President Zardari said since its inception, the NAM represented the aspirations of more than half the humanity living in the developing countries, served as a strong force and offered great promise to the future. NAM member states, he said, represent nearly two-thirds of the UN members.
Currently, the organisation was passing through challenging times, Zardari said, and added that the world was witnessing a historic transformation that calls for reiterating the beliefs and principles of the United Nations Charter and values for multilateralism. The president said that the NAM’s greatest strength had been its unity as it defeated imperialism and apartheid in the 20th Century and called for showing the same solidarity, conviction and unity to face the new challenges.
Zardari congratulated Iran for assuming the chair of the body and for the successful holding of the Summit. He said the two countries had a long history of culture with ties dating back to thousands of years. He said Pakistan looked forward to further strengthening of these ties. He also appreciated the contribution of Egypt for past three years as the chair of NAM.
President Zardari, who had a series of meetings with the leaders of Iran, India, Sri Lanka and Tajikistan during his two-day stay, said that Pakistan desired good relations and enhanced economic cooperation with all countries. He said that Pakistan was engaged in a comprehensive dialogue with India and wanted a peaceful resolution of all outstanding issues, including the Jammu and Kashmir dispute. The president said that the destinies of Pakistan and Afghanistan were interconnected as both had suffered conflicts for the past three decades. He said Pakistan was fully committed to promoting durable peace in Afghanistan. He said that Pakistan would stand by its Afghan brothers through the various phases of transition and continue to support an Afghan-owned and Afghan-led reconciliation process.
He also vowed to stand by the Afghan brothers in meeting the challenges of transition and transformation. The president, however, hoped that “unfinished” issue of the repatriation of the Afghan refugees would be taken into account by the international community, so as to ensure their respectful return to their homeland.
On the global issue of terrorism, he said Pakistan had lost over 40,000 lives and suffered over $80 billion in economic losses. Victory against militancy requires that hearts and minds of people are won and it can be addressed by removing the feelings of deprivation, he said. “You must give a message of hope to the youth, and need to engage in an intellectual debate with them to counter extremism,” he added.
Raising the issue of narcotics, Zardari said heroin was developed as a war weapon to defeat a rival ideology, but now it was fuelling the financial backbone of terrorism. The world community while withdrawing from Afghanistan took away their weapons, but left behind heroin, which is causing havoc in the region. He said Pakistan convened a regional ministerial conference in November to discuss ways to end use of heroin as a war weapon.

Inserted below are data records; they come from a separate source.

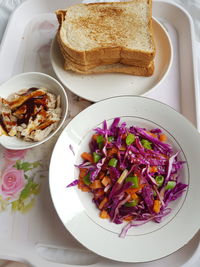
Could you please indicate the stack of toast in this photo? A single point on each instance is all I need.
(107, 37)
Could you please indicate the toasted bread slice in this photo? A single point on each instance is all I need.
(115, 68)
(102, 32)
(91, 65)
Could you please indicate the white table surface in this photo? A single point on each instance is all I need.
(192, 6)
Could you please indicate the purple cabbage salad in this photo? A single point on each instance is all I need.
(132, 173)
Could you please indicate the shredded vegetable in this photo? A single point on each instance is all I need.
(132, 173)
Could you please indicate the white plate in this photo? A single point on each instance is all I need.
(75, 208)
(97, 87)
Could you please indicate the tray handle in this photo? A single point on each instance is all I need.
(32, 254)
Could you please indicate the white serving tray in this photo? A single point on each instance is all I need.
(25, 47)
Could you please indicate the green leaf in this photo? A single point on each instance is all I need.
(36, 164)
(26, 192)
(36, 189)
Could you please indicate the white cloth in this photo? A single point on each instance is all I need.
(192, 6)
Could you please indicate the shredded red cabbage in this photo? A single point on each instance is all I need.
(132, 173)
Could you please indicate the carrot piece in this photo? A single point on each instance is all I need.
(83, 187)
(122, 148)
(128, 218)
(96, 184)
(112, 151)
(98, 193)
(156, 206)
(106, 180)
(152, 134)
(87, 156)
(133, 196)
(103, 202)
(124, 136)
(101, 175)
(94, 137)
(134, 190)
(153, 169)
(104, 214)
(163, 138)
(83, 172)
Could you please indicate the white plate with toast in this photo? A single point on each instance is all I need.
(80, 216)
(96, 87)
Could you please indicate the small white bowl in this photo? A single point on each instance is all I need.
(28, 80)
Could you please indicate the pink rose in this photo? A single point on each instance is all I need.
(12, 183)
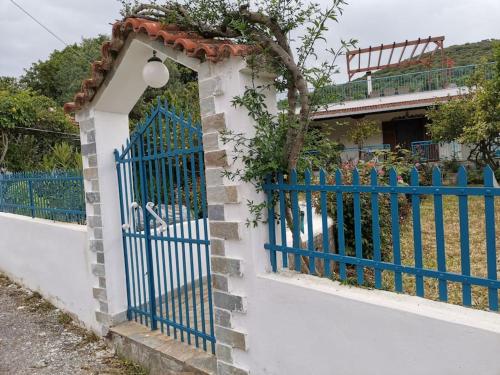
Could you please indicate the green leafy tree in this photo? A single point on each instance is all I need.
(473, 119)
(60, 76)
(29, 125)
(63, 157)
(280, 140)
(361, 131)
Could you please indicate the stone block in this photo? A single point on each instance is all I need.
(103, 318)
(96, 209)
(91, 136)
(97, 233)
(217, 246)
(96, 245)
(88, 149)
(228, 301)
(226, 266)
(100, 257)
(94, 221)
(214, 176)
(98, 270)
(102, 282)
(209, 87)
(103, 307)
(207, 106)
(216, 211)
(93, 197)
(224, 353)
(230, 337)
(90, 173)
(210, 141)
(216, 158)
(222, 194)
(92, 160)
(99, 294)
(220, 282)
(224, 229)
(213, 123)
(228, 369)
(222, 318)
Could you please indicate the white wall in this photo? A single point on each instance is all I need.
(300, 324)
(51, 258)
(163, 254)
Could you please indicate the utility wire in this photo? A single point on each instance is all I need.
(76, 136)
(48, 30)
(38, 22)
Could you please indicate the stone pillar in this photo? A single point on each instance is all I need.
(102, 132)
(234, 263)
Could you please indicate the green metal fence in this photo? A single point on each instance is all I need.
(429, 80)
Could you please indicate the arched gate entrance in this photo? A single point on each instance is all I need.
(164, 227)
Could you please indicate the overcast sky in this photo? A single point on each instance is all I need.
(372, 22)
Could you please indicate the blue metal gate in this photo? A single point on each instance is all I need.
(165, 231)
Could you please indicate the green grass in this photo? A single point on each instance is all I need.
(478, 258)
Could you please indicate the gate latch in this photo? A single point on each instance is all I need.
(133, 206)
(150, 208)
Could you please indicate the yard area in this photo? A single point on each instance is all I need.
(452, 248)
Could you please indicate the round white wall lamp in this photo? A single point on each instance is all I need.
(155, 73)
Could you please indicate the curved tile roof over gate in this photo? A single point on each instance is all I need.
(191, 43)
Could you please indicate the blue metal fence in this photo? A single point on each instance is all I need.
(325, 244)
(55, 196)
(421, 81)
(165, 228)
(425, 150)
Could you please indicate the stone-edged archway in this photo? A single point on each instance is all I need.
(102, 109)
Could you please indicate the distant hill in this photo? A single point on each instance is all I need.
(462, 54)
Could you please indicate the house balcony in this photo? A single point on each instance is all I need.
(417, 82)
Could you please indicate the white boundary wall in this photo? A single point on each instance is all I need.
(301, 324)
(52, 259)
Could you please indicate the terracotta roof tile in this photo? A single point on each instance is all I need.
(191, 43)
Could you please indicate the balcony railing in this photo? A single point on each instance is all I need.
(425, 150)
(429, 80)
(366, 153)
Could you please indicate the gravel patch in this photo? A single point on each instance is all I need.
(37, 338)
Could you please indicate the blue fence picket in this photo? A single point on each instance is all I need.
(272, 227)
(358, 237)
(463, 211)
(440, 239)
(340, 224)
(282, 218)
(377, 254)
(55, 195)
(324, 224)
(310, 229)
(296, 218)
(491, 255)
(376, 189)
(396, 239)
(417, 231)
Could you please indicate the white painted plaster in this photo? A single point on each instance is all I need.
(111, 132)
(51, 258)
(355, 104)
(168, 259)
(302, 324)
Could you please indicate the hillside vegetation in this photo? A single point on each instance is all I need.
(462, 54)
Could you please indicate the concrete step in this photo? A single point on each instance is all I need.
(159, 353)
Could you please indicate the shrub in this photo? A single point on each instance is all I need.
(403, 169)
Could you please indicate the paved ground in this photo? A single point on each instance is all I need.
(36, 338)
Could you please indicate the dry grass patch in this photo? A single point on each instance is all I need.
(477, 241)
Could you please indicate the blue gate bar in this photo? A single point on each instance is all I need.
(160, 172)
(278, 187)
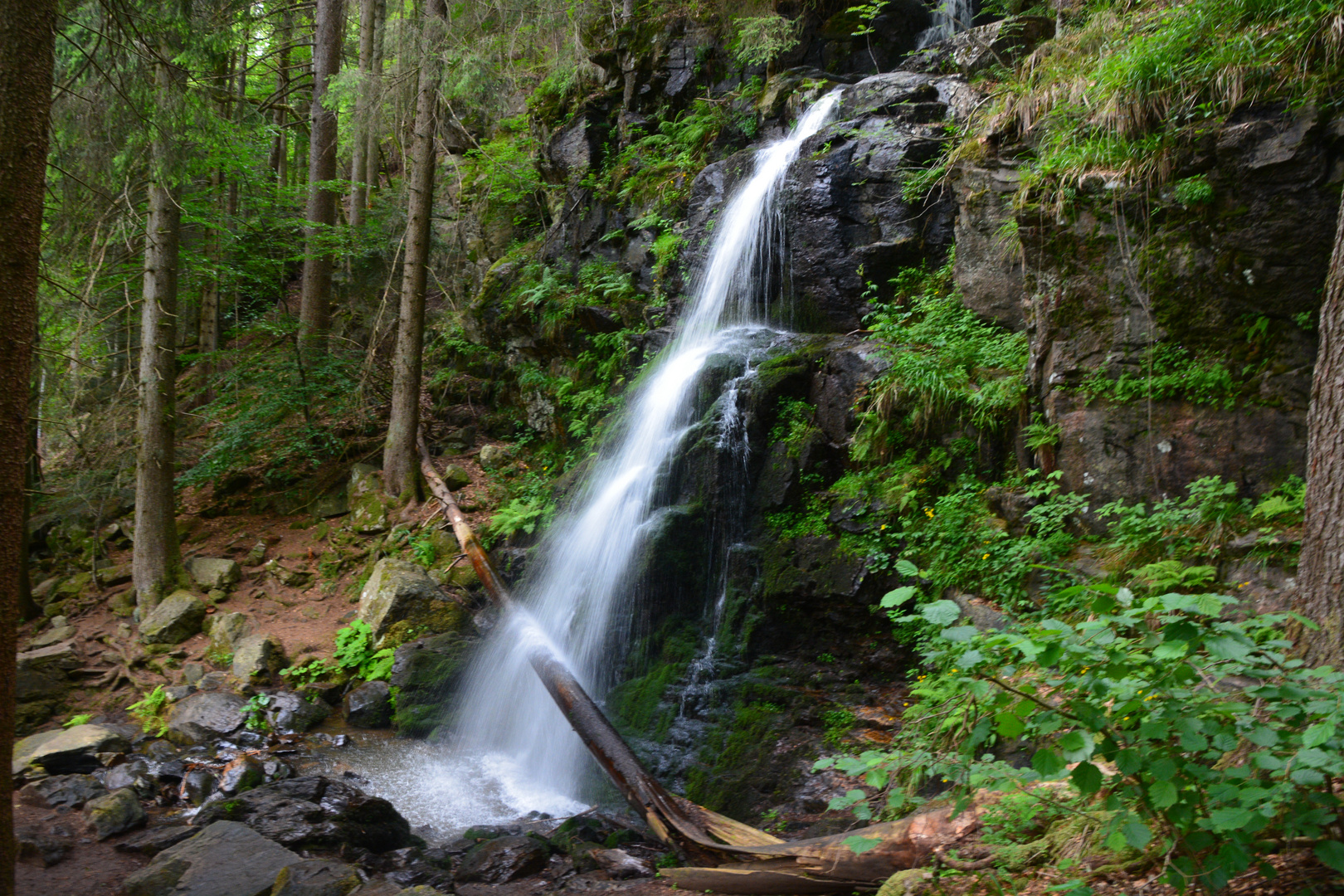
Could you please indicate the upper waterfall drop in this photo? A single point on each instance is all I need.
(572, 594)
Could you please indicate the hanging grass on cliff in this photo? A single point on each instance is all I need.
(947, 364)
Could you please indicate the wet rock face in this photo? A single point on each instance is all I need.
(175, 620)
(226, 857)
(502, 860)
(205, 716)
(1103, 288)
(316, 813)
(402, 592)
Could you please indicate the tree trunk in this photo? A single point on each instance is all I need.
(314, 309)
(370, 173)
(280, 149)
(156, 562)
(401, 472)
(26, 60)
(1322, 577)
(359, 145)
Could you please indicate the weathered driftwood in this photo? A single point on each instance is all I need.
(743, 860)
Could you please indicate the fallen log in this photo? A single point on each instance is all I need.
(738, 859)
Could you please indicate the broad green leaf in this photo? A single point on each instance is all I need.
(899, 596)
(1331, 853)
(1047, 763)
(1163, 794)
(941, 613)
(859, 845)
(1088, 778)
(1317, 733)
(1077, 746)
(1136, 833)
(1008, 724)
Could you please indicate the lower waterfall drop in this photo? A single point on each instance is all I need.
(507, 727)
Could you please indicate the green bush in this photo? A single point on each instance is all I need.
(1207, 742)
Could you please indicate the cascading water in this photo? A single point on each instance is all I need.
(513, 748)
(949, 17)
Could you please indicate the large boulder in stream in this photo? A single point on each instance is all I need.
(425, 672)
(226, 859)
(402, 592)
(314, 813)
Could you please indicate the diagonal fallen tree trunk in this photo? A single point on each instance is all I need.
(734, 857)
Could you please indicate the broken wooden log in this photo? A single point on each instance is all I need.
(738, 857)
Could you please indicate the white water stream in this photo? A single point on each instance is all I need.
(513, 751)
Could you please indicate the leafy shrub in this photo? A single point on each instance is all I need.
(357, 655)
(1211, 776)
(149, 712)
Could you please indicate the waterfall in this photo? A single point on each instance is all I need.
(509, 733)
(949, 17)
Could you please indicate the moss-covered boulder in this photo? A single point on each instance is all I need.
(402, 594)
(175, 620)
(424, 674)
(368, 504)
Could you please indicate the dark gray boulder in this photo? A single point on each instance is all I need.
(314, 813)
(226, 859)
(62, 791)
(368, 705)
(502, 860)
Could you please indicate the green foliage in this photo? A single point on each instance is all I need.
(947, 364)
(422, 548)
(1176, 528)
(149, 712)
(761, 39)
(355, 653)
(273, 414)
(1133, 86)
(314, 670)
(1192, 191)
(254, 712)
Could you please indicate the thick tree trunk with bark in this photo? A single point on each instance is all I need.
(156, 562)
(359, 147)
(314, 310)
(1322, 577)
(26, 58)
(401, 469)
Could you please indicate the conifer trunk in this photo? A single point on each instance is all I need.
(359, 147)
(26, 61)
(314, 309)
(401, 468)
(1322, 577)
(156, 561)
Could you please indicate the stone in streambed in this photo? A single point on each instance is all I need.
(316, 878)
(73, 750)
(175, 620)
(226, 859)
(62, 791)
(113, 813)
(205, 716)
(258, 655)
(402, 592)
(214, 572)
(368, 705)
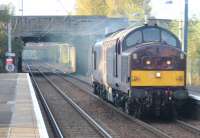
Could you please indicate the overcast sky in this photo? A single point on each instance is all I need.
(63, 7)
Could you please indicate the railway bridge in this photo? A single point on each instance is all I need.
(80, 31)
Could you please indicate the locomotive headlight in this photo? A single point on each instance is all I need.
(181, 56)
(158, 75)
(148, 62)
(134, 55)
(168, 62)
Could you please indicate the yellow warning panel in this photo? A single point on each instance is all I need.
(157, 78)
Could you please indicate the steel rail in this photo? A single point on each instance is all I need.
(50, 116)
(100, 129)
(139, 122)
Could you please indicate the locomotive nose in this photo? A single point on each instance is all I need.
(158, 57)
(158, 66)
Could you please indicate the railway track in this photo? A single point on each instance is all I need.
(159, 129)
(68, 117)
(116, 124)
(177, 128)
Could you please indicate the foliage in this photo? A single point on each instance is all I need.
(116, 8)
(17, 44)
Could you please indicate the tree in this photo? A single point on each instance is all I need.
(116, 8)
(17, 44)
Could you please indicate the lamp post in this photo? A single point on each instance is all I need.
(185, 26)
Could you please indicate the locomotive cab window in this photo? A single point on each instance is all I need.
(151, 34)
(134, 38)
(168, 38)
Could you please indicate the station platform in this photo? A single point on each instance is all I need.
(20, 114)
(194, 93)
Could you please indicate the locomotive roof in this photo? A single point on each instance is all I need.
(123, 32)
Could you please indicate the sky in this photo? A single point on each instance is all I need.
(160, 9)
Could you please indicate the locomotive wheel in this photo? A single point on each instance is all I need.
(126, 108)
(95, 90)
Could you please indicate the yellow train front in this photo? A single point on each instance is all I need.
(142, 70)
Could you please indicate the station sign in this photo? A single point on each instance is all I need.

President Zardari also said global peace and security rested in disarmament and non-proliferation, and their rules must be based on non-discrimination. On the Iran nuclear issue the president said a diplomatic solution to the issue should be sought. He said the NAM must not legitimise the double standards in the disarmament regimes.
Expressing deep concern over the continued bloodshed in Syria, President Zardari demanded its immediate end. He said that the democratic aspirations of the Syrian people must be respected. On the issue of Palestine, the president said that Pakistan fully respected the right of the people of Palestine for self-determination, as establishment of an independent state of Palestine was critical to peace.
President Zardari also strongly condemned the unilateral declaration of independence in parts of Mali and extended full support to the government and the people of Mali in their struggle for maintaining their territorial integrity. Zardari also mentioned the close relationship Pakistan enjoys with the African states. He said Pakistan continued to support the UN peace efforts by contributing to the peace-keeping programmes.
Addressing the leaders of the organisation that considers itself not formally aligned with or against any major power bloc and is the largest grouping of countries outside of the United Nations, the president said Pakistan believed in the promise of multilateralism, as states could achieve more collectively than individually.
The president said the solution to problems must be based on dialogue and consensus, and added that the more the members contribute, the more the space for unilateral acts would reduce. He in this regard mentioned that Pakistan had tried successfully the principles of harmony, tolerance and respect for diversity, and the same could be applied for the NAM member states. “We believe it also holds great promise for inter-state relations,” he said.